Re: Lower than expected CPU pressure in PSI

From: Johannes Weiner
Date: Mon Feb 10 2020 - 13:04:37 EST


On Sat, Feb 08, 2020 at 11:19:57AM +0100, Peter Zijlstra wrote:
> On Fri, Feb 07, 2020 at 02:08:29PM +0100, Peter Zijlstra wrote:
> > On Thu, Jan 09, 2020 at 11:16:32AM -0500, Johannes Weiner wrote:
> > > On Wed, Jan 08, 2020 at 11:47:10AM -0800, Ivan Babrou wrote:
> > > > We added reporting for PSI in cgroups and results are somewhat surprising.
> > > >
> > > > My test setup consists of 3 services:
> > > >
> > > > * stress-cpu1-no-contention.service : taskset -c 1 stress --cpu 1
> > > > * stress-cpu2-first-half.service : taskset -c 2 stress --cpu 1
> > > > * stress-cpu2-second-half.service : taskset -c 2 stress --cpu 1
> > > >
> > > > First service runs unconstrained, the other two compete for CPU.
> > > >
> > > > As expected, I can see 500ms/s sched delay for the latter two and
> > > > aggregated 1000ms/s delay for /system.slice, no surprises here.
> > > >
> > > > However, CPU pressure reported by PSI says that none of my services
> > > > have any pressure on them. I can see around 434ms/s pressure on
> > > > /unified/system.slice and 425ms/s pressure on /unified cgroup, which
> > > > is surprising for three reasons:
> > > >
> > > > * Pressure is absent for my services (I expect it to match scheed delay)
> > > > * Pressure on /unified/system.slice is lower than both 500ms/s and 1000ms/s
> > > > * Pressure on root cgroup is lower than on system.slice
> > >
> > > CPU pressure is currently implemented based only on the number of
> > > *runnable* tasks, not on who gets to actively use the CPU. This works
> > > for contention within cgroups or at the global scope, but it doesn't
> > > correctly reflect competition between cgroups. It also doesn't show
> > > the effects of e.g. cpu cycle limiting through cpu.max where there
> > > might *be* only one runnable task, but it's not getting the CPU.
> > >
> > > I've been working on fixing this, but hadn't gotten around to sending
> > > the patch upstream. Attaching it below. Would you mind testing it?
> > >
> > > Peter, what would you think of the below?
> >
> > I'm not loving it; but I see what it does and I can't quickly see an
> > alternative.
> >
> > My main gripe is doing even more of those cgroup traversals.
> >
> > One thing pick_next_task_fair() does is try and limit the cgroup
> > traversal to the sub-tree that contains both prev and next. Not sure
> > that is immediately applicable here, but it might be worth looking into.
>
> One option I suppose, would be to replace this:

Thanks for looking closer at this, this is a cool idea.

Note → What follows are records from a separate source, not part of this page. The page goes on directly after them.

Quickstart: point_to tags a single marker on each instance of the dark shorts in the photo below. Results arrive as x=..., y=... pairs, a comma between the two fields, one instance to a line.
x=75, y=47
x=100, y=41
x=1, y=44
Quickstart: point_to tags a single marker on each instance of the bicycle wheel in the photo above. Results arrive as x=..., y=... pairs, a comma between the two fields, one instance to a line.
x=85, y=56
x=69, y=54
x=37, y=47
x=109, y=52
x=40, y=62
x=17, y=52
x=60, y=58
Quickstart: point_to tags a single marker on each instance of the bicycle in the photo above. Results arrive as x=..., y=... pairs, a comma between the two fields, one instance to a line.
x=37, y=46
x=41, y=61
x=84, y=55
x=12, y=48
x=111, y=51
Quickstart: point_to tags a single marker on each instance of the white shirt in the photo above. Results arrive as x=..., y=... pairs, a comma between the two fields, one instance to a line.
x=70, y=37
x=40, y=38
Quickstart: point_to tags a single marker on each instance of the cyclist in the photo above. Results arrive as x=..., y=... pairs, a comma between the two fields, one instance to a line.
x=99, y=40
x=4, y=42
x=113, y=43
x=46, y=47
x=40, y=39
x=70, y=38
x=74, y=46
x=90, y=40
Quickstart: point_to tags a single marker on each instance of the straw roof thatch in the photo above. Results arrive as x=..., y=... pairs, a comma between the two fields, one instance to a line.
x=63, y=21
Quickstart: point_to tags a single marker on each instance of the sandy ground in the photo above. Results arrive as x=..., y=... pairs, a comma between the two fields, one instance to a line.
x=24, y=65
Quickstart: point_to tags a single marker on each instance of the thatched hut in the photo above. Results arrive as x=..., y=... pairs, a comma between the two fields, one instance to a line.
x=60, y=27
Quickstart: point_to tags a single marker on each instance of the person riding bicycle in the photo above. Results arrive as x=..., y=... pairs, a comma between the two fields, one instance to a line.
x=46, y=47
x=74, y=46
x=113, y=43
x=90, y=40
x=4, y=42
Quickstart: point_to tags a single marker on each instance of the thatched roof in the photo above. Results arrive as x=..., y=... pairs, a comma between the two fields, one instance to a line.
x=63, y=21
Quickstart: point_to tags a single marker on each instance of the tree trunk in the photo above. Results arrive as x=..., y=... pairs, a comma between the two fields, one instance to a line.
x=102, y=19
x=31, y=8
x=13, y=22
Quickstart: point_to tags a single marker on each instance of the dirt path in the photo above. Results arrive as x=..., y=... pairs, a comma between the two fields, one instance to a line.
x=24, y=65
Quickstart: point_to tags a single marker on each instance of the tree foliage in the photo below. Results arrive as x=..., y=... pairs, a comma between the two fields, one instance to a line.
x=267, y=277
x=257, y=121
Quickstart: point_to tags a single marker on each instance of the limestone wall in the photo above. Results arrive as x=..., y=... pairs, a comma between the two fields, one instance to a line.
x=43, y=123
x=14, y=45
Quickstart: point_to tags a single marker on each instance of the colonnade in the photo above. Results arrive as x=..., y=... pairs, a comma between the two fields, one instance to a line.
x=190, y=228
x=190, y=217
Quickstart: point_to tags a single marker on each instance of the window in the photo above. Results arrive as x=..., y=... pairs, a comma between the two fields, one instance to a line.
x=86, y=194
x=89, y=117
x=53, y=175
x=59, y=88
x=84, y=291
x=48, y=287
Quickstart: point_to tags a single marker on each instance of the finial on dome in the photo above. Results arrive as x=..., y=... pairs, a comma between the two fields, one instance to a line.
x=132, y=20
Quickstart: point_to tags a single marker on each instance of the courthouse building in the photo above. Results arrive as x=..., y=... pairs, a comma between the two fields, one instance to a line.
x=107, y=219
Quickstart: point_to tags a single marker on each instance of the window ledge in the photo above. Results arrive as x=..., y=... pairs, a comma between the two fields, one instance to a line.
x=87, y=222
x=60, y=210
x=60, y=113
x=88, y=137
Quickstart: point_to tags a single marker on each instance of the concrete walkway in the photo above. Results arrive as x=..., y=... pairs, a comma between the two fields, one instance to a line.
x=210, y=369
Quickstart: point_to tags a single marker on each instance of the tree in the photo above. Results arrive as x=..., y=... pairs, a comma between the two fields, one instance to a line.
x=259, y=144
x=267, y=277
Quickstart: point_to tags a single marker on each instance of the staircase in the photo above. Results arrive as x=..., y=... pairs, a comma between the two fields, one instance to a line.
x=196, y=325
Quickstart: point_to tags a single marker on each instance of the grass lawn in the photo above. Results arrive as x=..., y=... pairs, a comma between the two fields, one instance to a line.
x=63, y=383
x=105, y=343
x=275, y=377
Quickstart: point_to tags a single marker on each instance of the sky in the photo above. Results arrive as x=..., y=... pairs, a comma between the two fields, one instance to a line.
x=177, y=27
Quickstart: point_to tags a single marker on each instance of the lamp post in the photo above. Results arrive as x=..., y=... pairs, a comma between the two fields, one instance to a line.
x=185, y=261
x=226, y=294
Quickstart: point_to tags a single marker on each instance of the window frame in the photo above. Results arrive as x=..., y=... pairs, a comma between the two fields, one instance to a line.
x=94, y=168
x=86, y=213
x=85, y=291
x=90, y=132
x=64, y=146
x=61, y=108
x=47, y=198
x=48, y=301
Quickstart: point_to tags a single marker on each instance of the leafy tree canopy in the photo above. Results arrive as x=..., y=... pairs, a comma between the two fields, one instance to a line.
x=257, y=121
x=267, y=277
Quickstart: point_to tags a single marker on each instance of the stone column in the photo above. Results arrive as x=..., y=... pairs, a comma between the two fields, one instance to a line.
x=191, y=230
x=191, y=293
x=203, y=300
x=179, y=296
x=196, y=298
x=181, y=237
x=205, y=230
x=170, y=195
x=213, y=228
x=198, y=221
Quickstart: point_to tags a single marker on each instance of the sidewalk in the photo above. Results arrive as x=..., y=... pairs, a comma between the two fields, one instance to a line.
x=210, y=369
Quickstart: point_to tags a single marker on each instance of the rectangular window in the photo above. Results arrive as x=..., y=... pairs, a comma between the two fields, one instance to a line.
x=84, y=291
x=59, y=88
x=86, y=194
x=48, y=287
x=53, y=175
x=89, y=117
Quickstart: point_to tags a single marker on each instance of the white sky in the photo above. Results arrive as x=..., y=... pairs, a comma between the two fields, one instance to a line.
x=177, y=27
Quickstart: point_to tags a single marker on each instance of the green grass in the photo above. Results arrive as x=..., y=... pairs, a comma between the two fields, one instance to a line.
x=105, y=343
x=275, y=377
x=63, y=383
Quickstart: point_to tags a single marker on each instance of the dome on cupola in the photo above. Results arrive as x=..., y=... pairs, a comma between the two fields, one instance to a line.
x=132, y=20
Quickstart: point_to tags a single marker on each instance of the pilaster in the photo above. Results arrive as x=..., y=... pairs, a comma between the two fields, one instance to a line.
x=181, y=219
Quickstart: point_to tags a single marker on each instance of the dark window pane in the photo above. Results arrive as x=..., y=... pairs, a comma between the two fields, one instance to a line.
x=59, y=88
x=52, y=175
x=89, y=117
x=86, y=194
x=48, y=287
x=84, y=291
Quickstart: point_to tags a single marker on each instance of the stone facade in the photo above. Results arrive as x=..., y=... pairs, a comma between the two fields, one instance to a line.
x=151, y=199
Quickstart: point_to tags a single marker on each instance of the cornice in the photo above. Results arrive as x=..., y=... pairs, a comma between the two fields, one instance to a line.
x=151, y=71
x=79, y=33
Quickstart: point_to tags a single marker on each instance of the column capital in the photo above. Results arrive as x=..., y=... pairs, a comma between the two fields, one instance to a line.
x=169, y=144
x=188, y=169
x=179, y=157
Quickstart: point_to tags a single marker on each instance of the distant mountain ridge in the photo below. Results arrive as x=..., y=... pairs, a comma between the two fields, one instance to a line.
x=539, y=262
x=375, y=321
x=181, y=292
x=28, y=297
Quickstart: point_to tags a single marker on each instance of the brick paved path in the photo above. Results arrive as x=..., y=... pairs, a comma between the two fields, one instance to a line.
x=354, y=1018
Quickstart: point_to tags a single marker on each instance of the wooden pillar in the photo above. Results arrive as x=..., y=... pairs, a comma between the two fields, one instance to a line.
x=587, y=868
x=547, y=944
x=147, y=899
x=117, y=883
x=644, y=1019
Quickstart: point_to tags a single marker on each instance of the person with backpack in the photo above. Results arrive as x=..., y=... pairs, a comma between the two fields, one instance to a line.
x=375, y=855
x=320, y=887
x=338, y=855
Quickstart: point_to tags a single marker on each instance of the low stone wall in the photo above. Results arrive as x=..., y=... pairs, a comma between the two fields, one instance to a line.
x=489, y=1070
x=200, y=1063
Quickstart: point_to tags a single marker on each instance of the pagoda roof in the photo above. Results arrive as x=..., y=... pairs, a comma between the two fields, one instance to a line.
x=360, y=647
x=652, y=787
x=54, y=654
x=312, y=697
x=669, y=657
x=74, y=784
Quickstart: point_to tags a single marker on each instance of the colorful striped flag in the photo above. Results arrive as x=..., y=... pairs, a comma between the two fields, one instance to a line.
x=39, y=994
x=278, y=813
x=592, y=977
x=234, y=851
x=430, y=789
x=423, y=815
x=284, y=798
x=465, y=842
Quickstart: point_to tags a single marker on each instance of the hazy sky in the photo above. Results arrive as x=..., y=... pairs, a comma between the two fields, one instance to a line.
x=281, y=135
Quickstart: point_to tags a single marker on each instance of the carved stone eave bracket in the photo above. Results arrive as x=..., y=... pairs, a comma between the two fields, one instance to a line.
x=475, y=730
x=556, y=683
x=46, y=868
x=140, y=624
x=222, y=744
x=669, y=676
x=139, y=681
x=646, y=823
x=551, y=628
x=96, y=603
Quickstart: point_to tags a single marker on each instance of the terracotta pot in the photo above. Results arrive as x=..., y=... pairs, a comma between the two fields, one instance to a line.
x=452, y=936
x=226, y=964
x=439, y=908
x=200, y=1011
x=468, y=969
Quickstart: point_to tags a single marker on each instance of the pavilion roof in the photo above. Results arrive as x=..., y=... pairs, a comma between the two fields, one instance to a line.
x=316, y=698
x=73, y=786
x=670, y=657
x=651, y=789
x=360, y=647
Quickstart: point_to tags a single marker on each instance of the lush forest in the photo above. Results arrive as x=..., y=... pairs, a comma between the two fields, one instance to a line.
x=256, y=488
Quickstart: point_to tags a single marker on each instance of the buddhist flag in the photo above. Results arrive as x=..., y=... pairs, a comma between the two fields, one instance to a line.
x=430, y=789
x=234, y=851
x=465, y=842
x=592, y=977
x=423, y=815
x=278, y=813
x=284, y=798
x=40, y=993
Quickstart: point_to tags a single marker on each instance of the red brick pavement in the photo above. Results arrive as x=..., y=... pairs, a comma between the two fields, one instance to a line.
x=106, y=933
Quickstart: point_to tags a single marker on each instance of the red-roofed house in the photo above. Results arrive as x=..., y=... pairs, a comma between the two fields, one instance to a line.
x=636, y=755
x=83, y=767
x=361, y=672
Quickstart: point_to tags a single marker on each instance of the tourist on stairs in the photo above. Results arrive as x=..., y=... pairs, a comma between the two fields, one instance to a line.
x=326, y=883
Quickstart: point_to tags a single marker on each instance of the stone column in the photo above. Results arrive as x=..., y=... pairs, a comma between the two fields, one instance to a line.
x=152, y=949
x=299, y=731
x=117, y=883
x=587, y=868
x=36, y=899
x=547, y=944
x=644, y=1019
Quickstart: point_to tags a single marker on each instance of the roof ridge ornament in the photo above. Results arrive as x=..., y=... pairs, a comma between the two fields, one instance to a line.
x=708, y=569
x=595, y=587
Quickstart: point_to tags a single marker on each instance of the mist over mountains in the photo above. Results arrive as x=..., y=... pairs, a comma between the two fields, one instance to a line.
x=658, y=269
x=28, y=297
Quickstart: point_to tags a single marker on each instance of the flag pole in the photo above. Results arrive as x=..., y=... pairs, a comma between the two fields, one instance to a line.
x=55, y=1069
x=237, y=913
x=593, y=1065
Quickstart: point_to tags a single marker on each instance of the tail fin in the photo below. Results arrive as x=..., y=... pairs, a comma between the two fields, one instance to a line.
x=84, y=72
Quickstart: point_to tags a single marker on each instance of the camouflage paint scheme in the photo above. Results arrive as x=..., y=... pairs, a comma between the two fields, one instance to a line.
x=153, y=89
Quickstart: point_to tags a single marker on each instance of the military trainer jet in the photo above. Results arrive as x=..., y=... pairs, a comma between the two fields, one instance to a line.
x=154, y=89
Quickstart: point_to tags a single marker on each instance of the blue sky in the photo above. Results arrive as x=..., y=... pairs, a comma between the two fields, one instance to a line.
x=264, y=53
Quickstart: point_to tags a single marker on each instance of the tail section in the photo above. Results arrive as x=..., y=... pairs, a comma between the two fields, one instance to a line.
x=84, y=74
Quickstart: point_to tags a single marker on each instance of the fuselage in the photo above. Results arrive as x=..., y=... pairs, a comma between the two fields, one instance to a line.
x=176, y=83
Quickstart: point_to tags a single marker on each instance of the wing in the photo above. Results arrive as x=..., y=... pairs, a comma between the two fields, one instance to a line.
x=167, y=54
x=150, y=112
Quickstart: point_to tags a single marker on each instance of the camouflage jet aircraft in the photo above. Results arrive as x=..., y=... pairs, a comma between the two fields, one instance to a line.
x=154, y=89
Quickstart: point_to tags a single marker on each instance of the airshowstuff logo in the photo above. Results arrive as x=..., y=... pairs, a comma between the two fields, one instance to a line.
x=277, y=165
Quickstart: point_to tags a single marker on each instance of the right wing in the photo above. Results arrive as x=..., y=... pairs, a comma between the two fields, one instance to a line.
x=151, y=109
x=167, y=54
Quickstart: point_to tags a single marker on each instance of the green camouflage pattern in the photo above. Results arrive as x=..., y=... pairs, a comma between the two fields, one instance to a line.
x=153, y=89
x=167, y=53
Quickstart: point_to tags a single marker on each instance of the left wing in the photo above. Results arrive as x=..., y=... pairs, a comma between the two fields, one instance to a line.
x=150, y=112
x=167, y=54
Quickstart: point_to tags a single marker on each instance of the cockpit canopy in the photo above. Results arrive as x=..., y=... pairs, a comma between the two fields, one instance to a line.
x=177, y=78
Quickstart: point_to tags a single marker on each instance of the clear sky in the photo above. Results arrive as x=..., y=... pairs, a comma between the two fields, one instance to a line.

> +static inline void psi_sched_switch(struct task_struct *prev,
> + struct task_struct *next,
> + bool sleep)
> +{
> + if (static_branch_likely(&psi_disabled))
> + return;
> +
> + /*
> + * Clear the TSK_ONCPU state if the task was preempted. If
> + * it's a voluntary sleep, dequeue will have taken care of it.
> + */
> + if (!sleep)
> + psi_task_change(prev, TSK_ONCPU, 0);
> +
> + psi_task_change(next, 0, TSK_ONCPU);
> +}
>
> With something like:
>
> static inline void psi_sched_switch(struct task_struct *prev,
> struct task_struct *next,
> bool sleep)
> {
> struct psi_group *g, *p = NULL;
>
> set = TSK_ONCPU;
> clear = 0;
>
> while ((g = iterate_group(next, &g))) {
> u32 nr_running = per_cpu_ptr(g->pcpu, cpu)->tasks[NR_RUNNING];

[ I'm assuming you meant NR_ONCPU instead of NR_RUNNING since the
incoming task will already be runnable and all its groups will
always have NR_RUNNING elevated.

Would switching this to NR_RUNNABLE / TSK_RUNNABLE be better? ]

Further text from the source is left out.